With regard to Kohut and Freud, both place special emphasis on narcissism. Kohut identifies narcissism as a way of rejection by discarding oneself into another’s experience through empathy. It is the primary therapeutic tool that does not connote affect or emotional attitude. The affect is only experienced once the analyst finally comprehends the patient’s circumstance (Curtis, 2008).
While Freud may have discussed how an individual relates to his or her being as an object and creates conflict within if disappointments occur, separating it from the line of development, Kohut believes that the narcissistic line is a long-term process. People take what they can from their environment all throughout their lives, which is what fuels narcissism (Curtis, 2008).
The transference in Kohut’s explanation takes place in the selfobject relationship which provides a mirroring positive response to the patient that is in dire need of it. It is the proliferation of affirmation, appreciativeness, and fulfillment of purpose, which supports narcissism in its most positive sense. The function of this is to supply the emotional deficit that is lacking in the environment of the patient (Curtis, 2008).
One of the major changes that have occurred from traditional psychoanalysis is the introduction of selfobject as a counterpart of the projective identification of Klein/Freud. It sets up primary emotional connections that aid in psychological development. The process is not concerned with the outside notions of the self but of the inner projections that manifests itself through deficits (Curtis, 2008).

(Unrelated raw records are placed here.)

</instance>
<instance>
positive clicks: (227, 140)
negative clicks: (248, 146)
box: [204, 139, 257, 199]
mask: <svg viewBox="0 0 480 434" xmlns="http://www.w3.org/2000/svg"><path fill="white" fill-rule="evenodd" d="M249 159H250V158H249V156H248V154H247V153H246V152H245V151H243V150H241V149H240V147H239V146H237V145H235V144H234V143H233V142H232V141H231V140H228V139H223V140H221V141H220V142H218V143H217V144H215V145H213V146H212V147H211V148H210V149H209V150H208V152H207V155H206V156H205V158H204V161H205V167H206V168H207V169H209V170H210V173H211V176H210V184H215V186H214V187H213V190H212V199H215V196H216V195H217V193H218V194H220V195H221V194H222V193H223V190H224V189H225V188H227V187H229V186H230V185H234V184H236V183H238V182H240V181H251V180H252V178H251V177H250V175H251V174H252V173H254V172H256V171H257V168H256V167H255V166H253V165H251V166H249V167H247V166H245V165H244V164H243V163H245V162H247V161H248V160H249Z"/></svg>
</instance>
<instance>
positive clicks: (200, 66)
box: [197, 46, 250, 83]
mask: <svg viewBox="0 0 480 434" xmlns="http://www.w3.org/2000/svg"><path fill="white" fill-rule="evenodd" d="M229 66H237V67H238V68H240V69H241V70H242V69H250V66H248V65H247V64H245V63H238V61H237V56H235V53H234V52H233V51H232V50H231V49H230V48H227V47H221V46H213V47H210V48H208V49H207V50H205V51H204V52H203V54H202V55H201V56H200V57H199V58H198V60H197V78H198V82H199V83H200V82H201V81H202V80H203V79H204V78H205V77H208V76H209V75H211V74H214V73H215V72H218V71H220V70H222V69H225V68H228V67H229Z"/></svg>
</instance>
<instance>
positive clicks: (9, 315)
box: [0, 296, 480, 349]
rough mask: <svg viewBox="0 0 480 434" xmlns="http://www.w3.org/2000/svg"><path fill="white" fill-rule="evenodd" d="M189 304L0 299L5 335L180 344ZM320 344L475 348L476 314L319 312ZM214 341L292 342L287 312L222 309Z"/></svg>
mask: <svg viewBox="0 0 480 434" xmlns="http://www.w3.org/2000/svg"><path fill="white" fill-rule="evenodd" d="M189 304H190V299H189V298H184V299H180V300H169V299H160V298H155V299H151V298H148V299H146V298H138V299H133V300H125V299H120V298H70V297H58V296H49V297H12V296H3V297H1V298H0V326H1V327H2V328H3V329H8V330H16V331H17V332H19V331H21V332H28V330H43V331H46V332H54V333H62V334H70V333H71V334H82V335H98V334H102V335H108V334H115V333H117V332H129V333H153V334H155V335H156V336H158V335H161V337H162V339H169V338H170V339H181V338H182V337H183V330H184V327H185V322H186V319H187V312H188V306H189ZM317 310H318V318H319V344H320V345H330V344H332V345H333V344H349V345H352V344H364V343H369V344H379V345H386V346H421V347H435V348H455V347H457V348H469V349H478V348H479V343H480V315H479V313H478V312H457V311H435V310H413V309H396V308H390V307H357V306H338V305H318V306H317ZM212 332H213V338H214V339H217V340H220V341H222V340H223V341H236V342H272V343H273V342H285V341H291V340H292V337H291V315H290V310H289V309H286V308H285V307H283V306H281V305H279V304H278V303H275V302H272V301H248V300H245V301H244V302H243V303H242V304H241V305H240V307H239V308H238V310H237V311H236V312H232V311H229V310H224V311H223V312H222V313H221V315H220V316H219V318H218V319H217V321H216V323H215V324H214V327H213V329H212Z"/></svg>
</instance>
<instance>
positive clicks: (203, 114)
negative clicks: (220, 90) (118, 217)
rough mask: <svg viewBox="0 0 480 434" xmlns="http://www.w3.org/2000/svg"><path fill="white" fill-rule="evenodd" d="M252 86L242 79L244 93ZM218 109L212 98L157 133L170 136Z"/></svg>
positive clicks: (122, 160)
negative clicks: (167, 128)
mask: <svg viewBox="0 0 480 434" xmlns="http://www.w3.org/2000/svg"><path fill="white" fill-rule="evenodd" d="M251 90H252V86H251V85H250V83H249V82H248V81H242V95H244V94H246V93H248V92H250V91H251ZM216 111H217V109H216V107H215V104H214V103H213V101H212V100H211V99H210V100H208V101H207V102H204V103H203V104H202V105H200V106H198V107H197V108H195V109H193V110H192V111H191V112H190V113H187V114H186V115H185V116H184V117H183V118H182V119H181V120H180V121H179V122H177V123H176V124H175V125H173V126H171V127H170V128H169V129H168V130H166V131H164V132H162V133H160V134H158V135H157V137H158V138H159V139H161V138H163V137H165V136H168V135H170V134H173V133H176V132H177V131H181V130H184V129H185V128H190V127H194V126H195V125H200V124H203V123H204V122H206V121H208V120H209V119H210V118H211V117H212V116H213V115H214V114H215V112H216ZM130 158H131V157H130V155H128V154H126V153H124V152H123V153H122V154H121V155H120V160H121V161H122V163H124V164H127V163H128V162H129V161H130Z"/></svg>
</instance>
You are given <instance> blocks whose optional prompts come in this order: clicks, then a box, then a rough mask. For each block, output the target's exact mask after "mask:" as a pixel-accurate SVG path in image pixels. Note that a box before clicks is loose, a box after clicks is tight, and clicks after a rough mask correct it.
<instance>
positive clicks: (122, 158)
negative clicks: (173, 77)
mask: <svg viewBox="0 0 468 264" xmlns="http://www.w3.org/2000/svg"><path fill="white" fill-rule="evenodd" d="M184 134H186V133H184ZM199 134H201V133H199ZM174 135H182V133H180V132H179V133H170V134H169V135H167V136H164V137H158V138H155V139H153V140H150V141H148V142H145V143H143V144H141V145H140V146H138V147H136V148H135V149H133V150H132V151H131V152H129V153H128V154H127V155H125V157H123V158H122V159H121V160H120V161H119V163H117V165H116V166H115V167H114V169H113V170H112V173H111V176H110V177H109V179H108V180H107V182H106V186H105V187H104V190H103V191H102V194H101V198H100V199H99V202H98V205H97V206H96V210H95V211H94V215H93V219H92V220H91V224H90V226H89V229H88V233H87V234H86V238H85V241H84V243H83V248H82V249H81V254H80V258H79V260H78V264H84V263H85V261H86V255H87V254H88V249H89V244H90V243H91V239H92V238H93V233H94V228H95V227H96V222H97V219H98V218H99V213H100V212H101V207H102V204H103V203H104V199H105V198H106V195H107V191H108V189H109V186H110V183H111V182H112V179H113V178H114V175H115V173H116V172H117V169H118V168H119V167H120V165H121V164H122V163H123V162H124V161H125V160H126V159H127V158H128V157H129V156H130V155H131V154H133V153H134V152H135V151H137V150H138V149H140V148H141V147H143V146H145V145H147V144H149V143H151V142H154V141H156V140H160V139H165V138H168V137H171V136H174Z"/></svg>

Another modification concerns the predisposition of the analyst of the past to take things from an objective perspective to a subjective experience. This view intercepts the existing relationship of the analyst-patient into one unit which also encourages counter-transference on the part of the analyst (Curtis, 2008).
Psychotherapy involves the examination of a patient’s long history and the fragments of mal-attunments that affects his or her sense of self. The role of the analyst is to assist the patient in re-establishing the nuclear self and assesses realistically the positive side of the patient’s psyche. This is the only way for the patient to willingly internalize the deficits through optimal failures. Failure is essential to the growth of an individual since it helps develop perseverance and maintain a healthy ego. Psychotherapy helps in the process of arriving at the selfobject needs of patient through the awareness of the existing deficits and responding empathically to it (Curtis 2008).
Bishop, A. (1989). Classical psychoanalytic technique. In R. Langs (Ed.). New York: Guilford Press.
Curtis, R.C. (2008). Desire, Self, Mind, and the Psychotherapies: Unifying Psychological Science and Psychoanalysis (The New Imago). (1st ed.). New York: Jason Aronson.